Ignacio Marco-Gardoqui-El Correo
- Un año después de que Draghi propusiera su plan para recuperar capacidad de competir, solo se ha invertido un 5% de lo necesario
Competir es algo desagradable, no gusta… salvo a los que ganan, claro. A los demás les da miedo, les repele y encuentran siempre argumentos para evitarlo. Suena a enfrentamiento, a pelea y a egoísmo. A los países tampoco les gusta, pero están obligados a ser competitivos… si quieren sobrevivir. Es una exigencia dura y permanente, que nos acompaña desde la mañana a la noche. Cada vez que elegimos, ponemos a competir a los distintos oferentes que pugnan por nuestra elección, de un producto o de un servicio.
A todos nos encantaría vivir en un mundo ideal en el que la bondad, la generosidad y la solidaridad fuesen las claves del comportamiento humano. En el que no hubiese enfrentamientos, disputas ni peleas. En el que las diferencias se solucionasen de manera amistosa, sin enfrentamientos, ni guerras. En el que Israel se entendiese con Hamas y Zelensky se diera un abrazo con Putin. Pero es mejor despertarse y ser conscientes de la realidad, que en el estadio actual de la evolución humana es más cruel.

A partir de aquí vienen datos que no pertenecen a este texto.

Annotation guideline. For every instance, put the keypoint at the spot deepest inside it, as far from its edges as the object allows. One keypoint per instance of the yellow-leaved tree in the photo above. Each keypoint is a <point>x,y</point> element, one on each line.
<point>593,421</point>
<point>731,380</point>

Europa está mal. Su industria está mal, su siderurgia está mal, su química está mal, sus cuentas públicas están destrozadas, sus gobiernos perdidos, su ciudadanía enfadada y enfrentada y sus políticos desorientados. ¿Y sabe lo peor? Está mal, pero va a estar aún peor. Su enfermedad está diagnosticada e, incluso, tiene una terapia bien conocida que todo el mundo considera adecuada. Porque la enfermedad tiene nombre. Se trata de una grave carencia de capacidad de competir. Doctores como Draghi y Letta han prescrito un tratamiento eficaz para curarla. Aunque eso de curarla suene a excesivamente pretencioso y acaso demasiado optimista, pues es muy posible que haya avanzado tanto que carezca de cura y seamos ya incapaces de atajarla.
Hace un año, Mario Draghi propuso un plan ambicioso que contemplaba la inyección de muchos cientos de millones de euros con carácter anual, que estarían destinados a promover inversiones para ayudar a recuperar la competitividad perdida. Era ambicioso, muy ambicioso y, quizás, irrealizable. Tenía serios problemas de financiación, una vez que los países miembros de la Unión Europea están siempre dispuestos a compartir gastos, pero no a emitir deuda mancomunada. Máxime cuando ahora es necesario asumir gastos de defensa inesperados para enfrentarse al desafío que supone la amenaza rusa.
Luego la cosa se complicó aún más. La llegada de Donald Trump a la presidencia americana y sus obsesiones de poder trajeron nubosidad en forma de desafíos arancelarios que ponen más en cuestión la posición competitiva europea y sacan a a la superficie sus carencias. Demasiados problemas juntos.
Ha pasado un año y Draghi ha realizado una puesta al día de sus estimaciones. La cosa no va a mejor. Va a peor. Se ha invertido poco más que el 5% de lo necesario, de manera que si antes necesitábamos 800.000 millones de euros al año, ahora nos dice que serán necesarios 1,2 billones de euros. Si antes teníamos dificultades para encontrarlos, ahora que ningún país quiere reducir gastos, ni le cuento.
Da la impresión de que la Unión Europea ha preferido ocuparse de los problemas urgentes antes de atajar los problemas importantes. Draghi asegura que «la inacción compromete nuestra competitividad y amenaza ya nuestra soberanía;el modelo de crecimiento europeo se desvanece y las vulnerabilidades aumentan». Pero no solo es un problema de costes excesivos, en un mercado demasiado fragmentado. Es un problema de índole social más que económico. Es un problema de deseos y necesidades. De ansia de control y de seguridad y de aversión a la iniciativa personal y a la inversión productiva. Conoce a alguien que esté dispuesto crear hoy una empresa en Francia, o en Bélgica con su cúmulo de leyes, regulaciones, permisos y controles, con su desajuste entre derechos y deberes.